Five CEE countries seek extension on Ukrainian grain ban

01 September 20232 min reading

Five Central and Eastern European countries, led by Poland, are pushing to extend the ban on Ukrainian grain imports until year's end. European Commissioner for Agriculture, Janusz Wojciechowski, further stirs the pot by backing the extension and suggesting a subsidy solution. Amid political tensions and the looming September 15 phase-out deadline, Ukraine warns of violations to its EU association agreement.

Robert Telus

Janusz Wojciechowski

Poland, Bulgaria, Hungary, Romania, and Slovakia have jointly expressed their desire to extend the ban on importing Ukrainian grain into their countries until the end of the year, according to Polish agriculture minister Robert Telus. The initial ban, set to conclude on September 15, prohibited domestic sales of Ukrainian wheat, maize, rapeseed, and sunflower seeds in these five countries, although transit of these goods for export elsewhere remained permitted.
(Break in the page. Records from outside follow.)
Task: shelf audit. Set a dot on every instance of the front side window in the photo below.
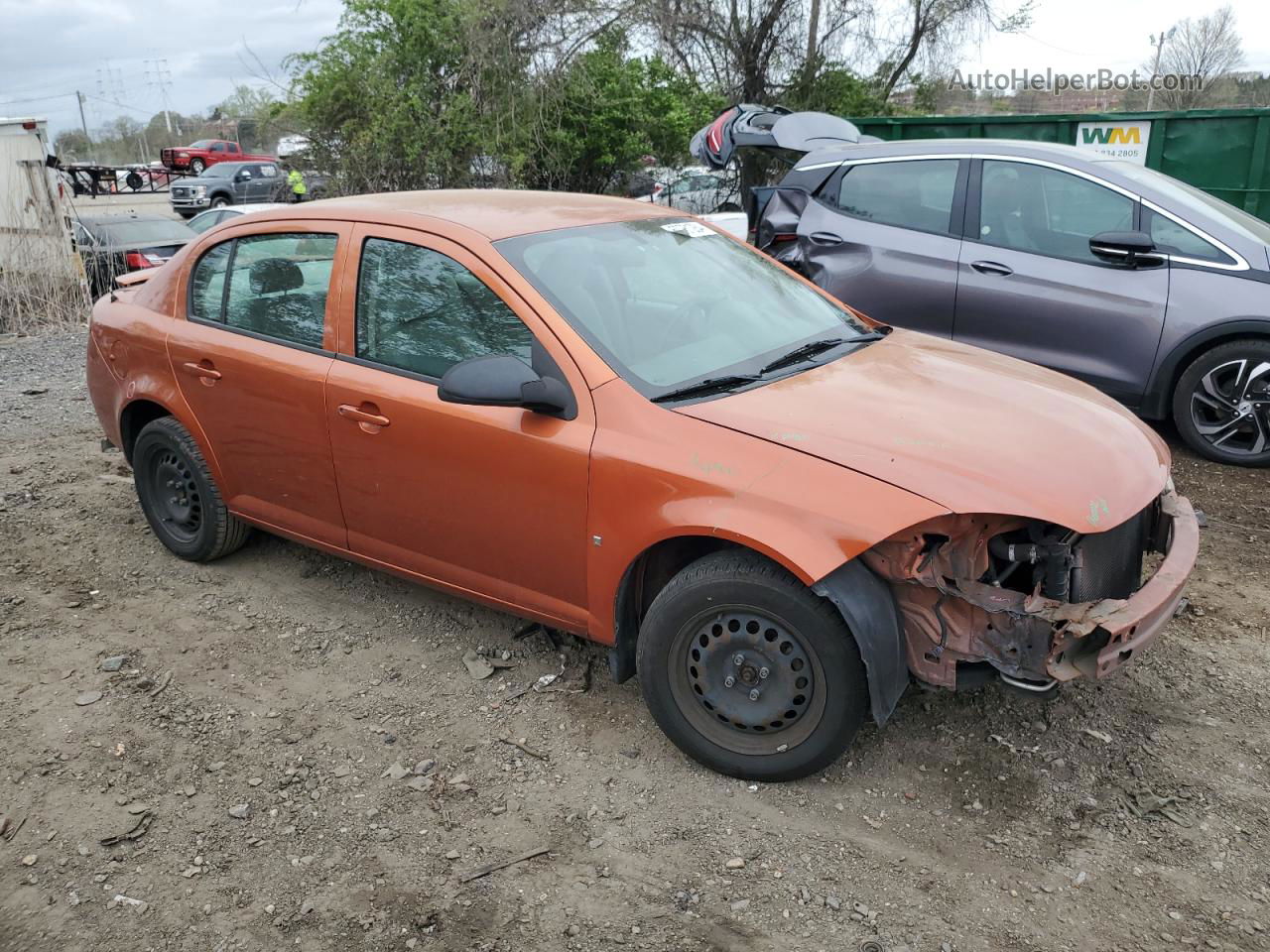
(1044, 211)
(667, 302)
(423, 312)
(277, 286)
(910, 194)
In a related development, Janusz Wojciechowski, the European Commissioner for Agriculture and himself a Polish citizen, voiced his opinion on the matter, advocating for the extension of the ban until year's end. During a European Parliament hearing, he noted the adverse impact on the EU market due to these restrictions. He observed that the bulk of Ukrainian grain imports ended up in other EU countries, including Spain, the Netherlands, and Italy, rather than reaching non-EU nations where transit costs make shipments uneconomical.
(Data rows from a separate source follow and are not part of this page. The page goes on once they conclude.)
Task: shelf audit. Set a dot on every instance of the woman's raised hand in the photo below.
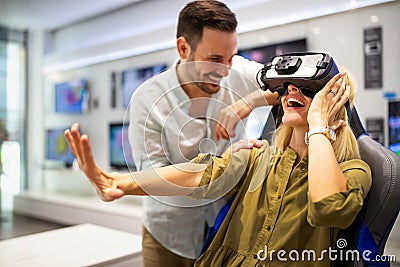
(105, 184)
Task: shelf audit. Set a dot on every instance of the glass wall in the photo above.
(13, 96)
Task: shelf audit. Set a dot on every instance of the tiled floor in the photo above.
(14, 225)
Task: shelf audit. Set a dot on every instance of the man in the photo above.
(176, 114)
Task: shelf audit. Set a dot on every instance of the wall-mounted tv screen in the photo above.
(131, 79)
(119, 147)
(71, 96)
(57, 148)
(264, 53)
(394, 126)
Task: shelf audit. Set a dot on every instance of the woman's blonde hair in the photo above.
(345, 146)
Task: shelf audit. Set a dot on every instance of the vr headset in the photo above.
(309, 71)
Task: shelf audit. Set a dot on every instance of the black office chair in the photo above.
(381, 207)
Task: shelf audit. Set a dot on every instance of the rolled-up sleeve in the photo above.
(224, 175)
(340, 209)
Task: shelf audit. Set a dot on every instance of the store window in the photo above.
(13, 93)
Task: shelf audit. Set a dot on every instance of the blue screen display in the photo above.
(131, 79)
(57, 147)
(71, 97)
(394, 126)
(120, 149)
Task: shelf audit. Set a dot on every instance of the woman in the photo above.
(291, 199)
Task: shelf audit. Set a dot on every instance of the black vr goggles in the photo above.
(308, 71)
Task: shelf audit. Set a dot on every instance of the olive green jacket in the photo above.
(272, 221)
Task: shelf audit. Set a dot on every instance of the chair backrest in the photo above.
(381, 207)
(382, 204)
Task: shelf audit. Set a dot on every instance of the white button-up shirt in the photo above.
(163, 131)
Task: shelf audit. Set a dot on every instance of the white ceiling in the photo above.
(53, 14)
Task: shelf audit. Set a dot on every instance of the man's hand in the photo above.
(229, 117)
(105, 184)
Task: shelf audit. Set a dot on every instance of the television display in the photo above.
(119, 147)
(394, 126)
(57, 148)
(71, 96)
(264, 53)
(131, 79)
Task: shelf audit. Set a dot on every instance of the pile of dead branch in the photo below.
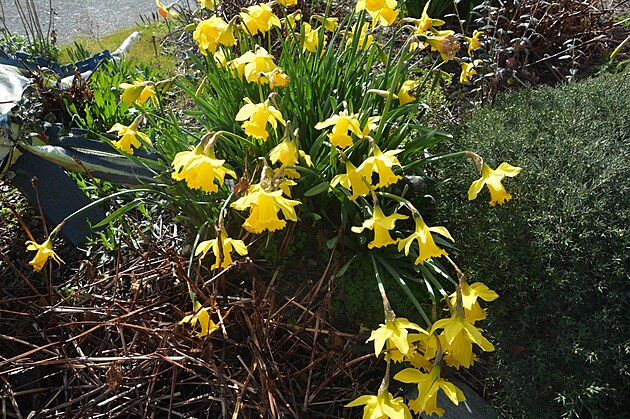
(107, 343)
Wojciechowski proposed a solution of subsidies, ranging from €20 to €30 per ton of grain, to assist Ukrainian companies in transporting their cargo to EU ports for global sales. The initiative, expected to cost €600 million from the EU budget, aims to facilitate the shipping of 20 million tons until year-end. However, this proposal is Wojciechowski's personal stance, and a European Commission spokesperson was quick to emphasize that the official position remains to phase out the bans by September 15.
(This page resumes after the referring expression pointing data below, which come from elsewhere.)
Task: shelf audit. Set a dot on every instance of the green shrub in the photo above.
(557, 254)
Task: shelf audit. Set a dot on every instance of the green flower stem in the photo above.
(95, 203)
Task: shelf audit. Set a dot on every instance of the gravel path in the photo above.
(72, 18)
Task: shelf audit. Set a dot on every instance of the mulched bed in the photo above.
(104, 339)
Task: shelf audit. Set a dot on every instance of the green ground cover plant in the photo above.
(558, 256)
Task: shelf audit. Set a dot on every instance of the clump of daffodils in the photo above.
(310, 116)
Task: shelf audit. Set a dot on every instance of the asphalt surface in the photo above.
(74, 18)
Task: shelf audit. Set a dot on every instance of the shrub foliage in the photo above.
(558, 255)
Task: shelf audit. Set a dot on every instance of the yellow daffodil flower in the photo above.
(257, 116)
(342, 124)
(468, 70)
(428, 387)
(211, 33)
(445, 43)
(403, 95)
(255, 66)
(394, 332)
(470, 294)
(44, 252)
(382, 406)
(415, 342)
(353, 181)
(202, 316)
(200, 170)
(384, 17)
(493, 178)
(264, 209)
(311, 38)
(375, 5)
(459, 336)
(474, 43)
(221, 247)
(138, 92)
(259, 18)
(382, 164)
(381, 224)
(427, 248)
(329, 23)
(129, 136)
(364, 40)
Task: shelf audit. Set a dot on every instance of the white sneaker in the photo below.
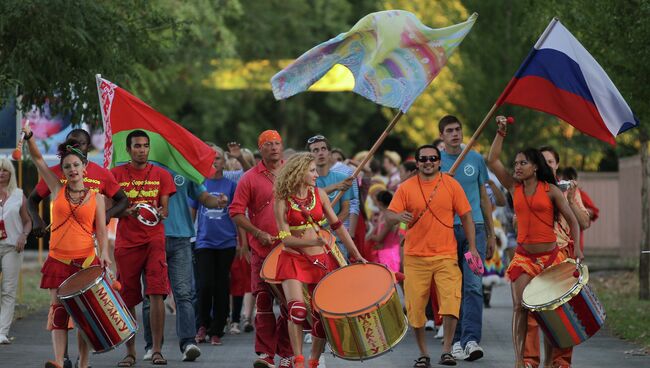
(307, 338)
(440, 334)
(457, 351)
(191, 352)
(473, 351)
(234, 329)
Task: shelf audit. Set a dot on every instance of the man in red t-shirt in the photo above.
(252, 210)
(97, 179)
(140, 248)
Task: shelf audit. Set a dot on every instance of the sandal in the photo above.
(423, 362)
(447, 359)
(158, 359)
(127, 361)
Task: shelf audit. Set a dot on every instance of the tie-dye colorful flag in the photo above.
(392, 55)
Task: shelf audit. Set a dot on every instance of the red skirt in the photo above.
(55, 272)
(240, 277)
(304, 268)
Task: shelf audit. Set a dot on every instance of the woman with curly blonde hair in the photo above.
(300, 210)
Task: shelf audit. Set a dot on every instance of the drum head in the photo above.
(270, 266)
(354, 289)
(554, 285)
(79, 282)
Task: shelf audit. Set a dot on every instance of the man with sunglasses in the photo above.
(333, 181)
(472, 174)
(427, 203)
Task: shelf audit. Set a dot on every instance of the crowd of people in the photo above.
(206, 254)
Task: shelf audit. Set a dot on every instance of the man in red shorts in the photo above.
(254, 197)
(139, 248)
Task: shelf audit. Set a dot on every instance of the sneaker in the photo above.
(422, 362)
(286, 363)
(473, 351)
(234, 329)
(264, 361)
(248, 326)
(440, 334)
(201, 335)
(457, 351)
(147, 355)
(191, 352)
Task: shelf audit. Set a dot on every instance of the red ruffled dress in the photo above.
(293, 264)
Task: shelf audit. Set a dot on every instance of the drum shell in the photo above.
(367, 332)
(366, 335)
(98, 311)
(573, 322)
(574, 316)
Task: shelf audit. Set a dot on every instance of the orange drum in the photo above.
(360, 311)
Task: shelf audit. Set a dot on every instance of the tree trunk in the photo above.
(644, 262)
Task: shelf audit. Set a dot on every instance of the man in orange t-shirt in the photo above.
(427, 202)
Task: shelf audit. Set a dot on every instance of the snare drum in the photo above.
(147, 214)
(360, 311)
(96, 309)
(565, 307)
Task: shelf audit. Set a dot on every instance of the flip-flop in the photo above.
(158, 359)
(127, 361)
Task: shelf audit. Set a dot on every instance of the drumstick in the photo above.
(18, 152)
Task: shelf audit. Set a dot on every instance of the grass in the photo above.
(30, 296)
(627, 316)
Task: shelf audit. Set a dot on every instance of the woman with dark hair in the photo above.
(78, 218)
(537, 203)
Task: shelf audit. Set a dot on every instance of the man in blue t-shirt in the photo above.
(472, 174)
(330, 181)
(179, 228)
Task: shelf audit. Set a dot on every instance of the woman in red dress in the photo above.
(78, 219)
(300, 210)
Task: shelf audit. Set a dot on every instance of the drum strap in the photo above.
(535, 257)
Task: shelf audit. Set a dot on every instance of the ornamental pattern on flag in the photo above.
(170, 144)
(392, 55)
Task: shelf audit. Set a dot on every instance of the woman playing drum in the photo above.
(78, 218)
(537, 201)
(300, 208)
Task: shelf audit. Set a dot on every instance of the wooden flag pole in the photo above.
(471, 142)
(372, 151)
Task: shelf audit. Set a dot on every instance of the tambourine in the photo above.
(147, 214)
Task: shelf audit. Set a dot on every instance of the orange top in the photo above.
(535, 217)
(72, 228)
(433, 233)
This debate has deep political implications. In Poland, for instance, this issue is pivotal ahead of the upcoming general elections, given its importance to the rural electorate. For Ukraine, the conversation around extending the ban has stirred strong reactions, with Dmytro Kuleba, Ukraine's foreign affairs minister, warning against actions that would breach the Ukraine-EU association agreement.